# FNG Looking for a few pointers



## Rinkster23 (Jun 10, 2015)

Like the title says, I'm new to fishing in the sound. I've recently purchased a boat, and have put about 20 hrs with wet lines in about 5 days and haven't caught anything. I'm not looking for an honey holes, or a hand out, just a few pointers on where to go and what to use for presentation. 

I've been using circle hooks with live/dead shrimp and pitching them under docks. Any other pointers that you guys could give me to target some redfish in the sound?

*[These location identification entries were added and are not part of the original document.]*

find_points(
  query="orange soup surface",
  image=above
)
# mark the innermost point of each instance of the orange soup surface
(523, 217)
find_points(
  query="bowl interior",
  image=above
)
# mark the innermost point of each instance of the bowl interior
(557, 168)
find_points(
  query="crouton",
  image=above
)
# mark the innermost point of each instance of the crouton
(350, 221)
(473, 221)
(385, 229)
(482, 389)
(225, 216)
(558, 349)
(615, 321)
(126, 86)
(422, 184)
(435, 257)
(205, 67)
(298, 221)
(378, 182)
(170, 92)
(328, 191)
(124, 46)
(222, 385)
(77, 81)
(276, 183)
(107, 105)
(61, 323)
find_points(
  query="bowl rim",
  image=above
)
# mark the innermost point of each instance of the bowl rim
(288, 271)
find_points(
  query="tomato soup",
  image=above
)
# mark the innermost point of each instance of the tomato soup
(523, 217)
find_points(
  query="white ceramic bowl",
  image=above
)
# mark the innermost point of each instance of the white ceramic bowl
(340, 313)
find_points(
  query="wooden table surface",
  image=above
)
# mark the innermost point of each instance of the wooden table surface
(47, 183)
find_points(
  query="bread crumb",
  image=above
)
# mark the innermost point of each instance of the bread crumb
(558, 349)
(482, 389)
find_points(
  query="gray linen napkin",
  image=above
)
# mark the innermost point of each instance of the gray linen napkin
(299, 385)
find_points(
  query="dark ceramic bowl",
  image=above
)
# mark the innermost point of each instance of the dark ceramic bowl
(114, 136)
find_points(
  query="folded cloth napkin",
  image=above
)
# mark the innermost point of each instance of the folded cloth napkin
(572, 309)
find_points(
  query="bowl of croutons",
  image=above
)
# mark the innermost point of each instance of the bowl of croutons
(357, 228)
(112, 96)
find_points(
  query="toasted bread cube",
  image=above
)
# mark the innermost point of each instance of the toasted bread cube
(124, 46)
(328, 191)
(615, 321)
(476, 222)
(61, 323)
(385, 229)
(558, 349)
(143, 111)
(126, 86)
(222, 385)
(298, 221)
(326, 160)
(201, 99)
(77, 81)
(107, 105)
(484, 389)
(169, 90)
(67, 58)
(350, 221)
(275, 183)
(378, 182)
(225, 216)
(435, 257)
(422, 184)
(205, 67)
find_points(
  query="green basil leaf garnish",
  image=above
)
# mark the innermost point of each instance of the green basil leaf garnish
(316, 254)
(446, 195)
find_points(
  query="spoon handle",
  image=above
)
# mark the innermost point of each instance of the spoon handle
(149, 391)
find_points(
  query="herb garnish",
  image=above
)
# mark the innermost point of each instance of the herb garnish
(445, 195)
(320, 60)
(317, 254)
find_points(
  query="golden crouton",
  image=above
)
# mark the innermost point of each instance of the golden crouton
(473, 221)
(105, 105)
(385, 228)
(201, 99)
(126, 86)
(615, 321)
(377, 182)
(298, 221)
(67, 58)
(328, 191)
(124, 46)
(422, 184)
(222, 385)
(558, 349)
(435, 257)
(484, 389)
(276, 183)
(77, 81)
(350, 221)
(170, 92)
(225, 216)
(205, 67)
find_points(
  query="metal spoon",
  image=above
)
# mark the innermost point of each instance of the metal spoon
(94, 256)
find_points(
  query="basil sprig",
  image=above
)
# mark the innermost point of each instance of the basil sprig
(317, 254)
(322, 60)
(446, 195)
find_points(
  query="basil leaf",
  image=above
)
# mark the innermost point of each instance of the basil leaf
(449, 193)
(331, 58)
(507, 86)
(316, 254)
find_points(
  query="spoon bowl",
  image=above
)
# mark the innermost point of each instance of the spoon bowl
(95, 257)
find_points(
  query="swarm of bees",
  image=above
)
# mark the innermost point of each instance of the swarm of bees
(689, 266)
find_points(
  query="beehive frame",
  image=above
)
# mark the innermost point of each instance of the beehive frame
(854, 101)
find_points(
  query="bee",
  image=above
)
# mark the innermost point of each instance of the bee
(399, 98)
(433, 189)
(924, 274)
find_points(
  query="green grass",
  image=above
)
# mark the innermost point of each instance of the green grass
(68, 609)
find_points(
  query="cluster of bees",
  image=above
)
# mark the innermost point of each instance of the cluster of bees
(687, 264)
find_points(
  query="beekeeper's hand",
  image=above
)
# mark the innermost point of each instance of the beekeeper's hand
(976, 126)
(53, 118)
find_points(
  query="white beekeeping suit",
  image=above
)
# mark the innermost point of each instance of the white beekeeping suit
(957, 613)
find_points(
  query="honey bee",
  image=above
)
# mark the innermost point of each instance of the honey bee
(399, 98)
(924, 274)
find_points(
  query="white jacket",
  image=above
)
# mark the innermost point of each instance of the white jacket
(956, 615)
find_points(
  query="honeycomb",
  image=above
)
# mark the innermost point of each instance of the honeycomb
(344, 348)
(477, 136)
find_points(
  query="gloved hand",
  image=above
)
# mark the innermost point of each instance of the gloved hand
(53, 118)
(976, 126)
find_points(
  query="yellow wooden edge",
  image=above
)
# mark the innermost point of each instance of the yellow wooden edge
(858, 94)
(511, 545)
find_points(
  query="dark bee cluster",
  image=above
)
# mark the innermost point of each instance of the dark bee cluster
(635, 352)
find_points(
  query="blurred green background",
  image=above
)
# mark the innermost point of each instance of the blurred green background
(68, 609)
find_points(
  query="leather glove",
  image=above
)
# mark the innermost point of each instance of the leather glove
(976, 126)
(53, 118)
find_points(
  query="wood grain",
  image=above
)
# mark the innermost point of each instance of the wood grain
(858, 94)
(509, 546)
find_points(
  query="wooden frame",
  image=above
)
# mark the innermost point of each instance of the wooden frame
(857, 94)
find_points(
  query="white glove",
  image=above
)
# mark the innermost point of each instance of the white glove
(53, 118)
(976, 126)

We dock at Juanas on Navarre beach and fish anywhere from Gulf Breeze to Destin.

Much appreciated!

Rink


----------



## Splittine (Nov 24, 2007)

Trash the circle hooks.


----------



## Jet fishin (May 5, 2012)

Welcome aboard

101






Cheating? using live shrimp
For the really biggins use live pin fish the size of a silver dollar.
Study google earth.
Look for places on grass flats that drop off
Fish the edges.
Good Luck
P.S. flora carbon is your friend!


----------



## gulfbreezetom (Jun 12, 2012)

Get out before dawn, once the water heats up the bite tails off. Sunset and after dark (dock lights) is another good choice. I don't fish the docks in the early AM. The fish are in the grass flats early. X2 on the poppin cork with live shrimp. I use the vudu shrimp from walmart or gulf breeze B&T.


----------



## Jason (Oct 2, 2007)

Yepper...fish the dock lights around the sound in that area!!!


----------



## LIM-IT-OUT (Aug 26, 2014)

Location is 1st 
Reds snd specks are easy to catch but finding them is 60% of all the work, my advise keep searching. Look at Google earth and take note of grass points, flats, and deep water.

2nd presentation 
Working you lure fast slow on bottom on the middle of the water column or on surface. Soft plastics on a jig head for bottom, a suspending/sinking twitch bait for near surface/near bottom and a top water. For bait Carolina rig, texas rig, sliding cork / popoing cork and free line.

3rd lure bait selection
Finger mulket, croakers, pin fish and shrimp.
Matrix shad, Rapala XR8, Super Spook


----------



## Reel fishing girl 86 (Sep 4, 2014)

it depends on tide and moon phase really you could be fishing the wrong tide also i fish dock lights alot and i like to use a soft plastic on a 5/16 jig head let the current take it and lightly twitch it or sometimes i will let it get to the bottom and jig . i hope this helps some. tight lines and good luck


----------



## Rinkster23 (Jun 10, 2015)

Thank you all for the solid advice. How does a guy fish the "right" tide? I'm so new to this its not even funny. Again, thanks for the advice. Its getting me headed in the right direction!


----------



## DAWGONIT (Jan 16, 2009)

There are lots of tide pages and what most refer to is either the ebb/flow (in/out) when the ambush predators attack the unsuspecting baits as the water moves; slack tide = little to no movement and "generally" doesn't produce the strike.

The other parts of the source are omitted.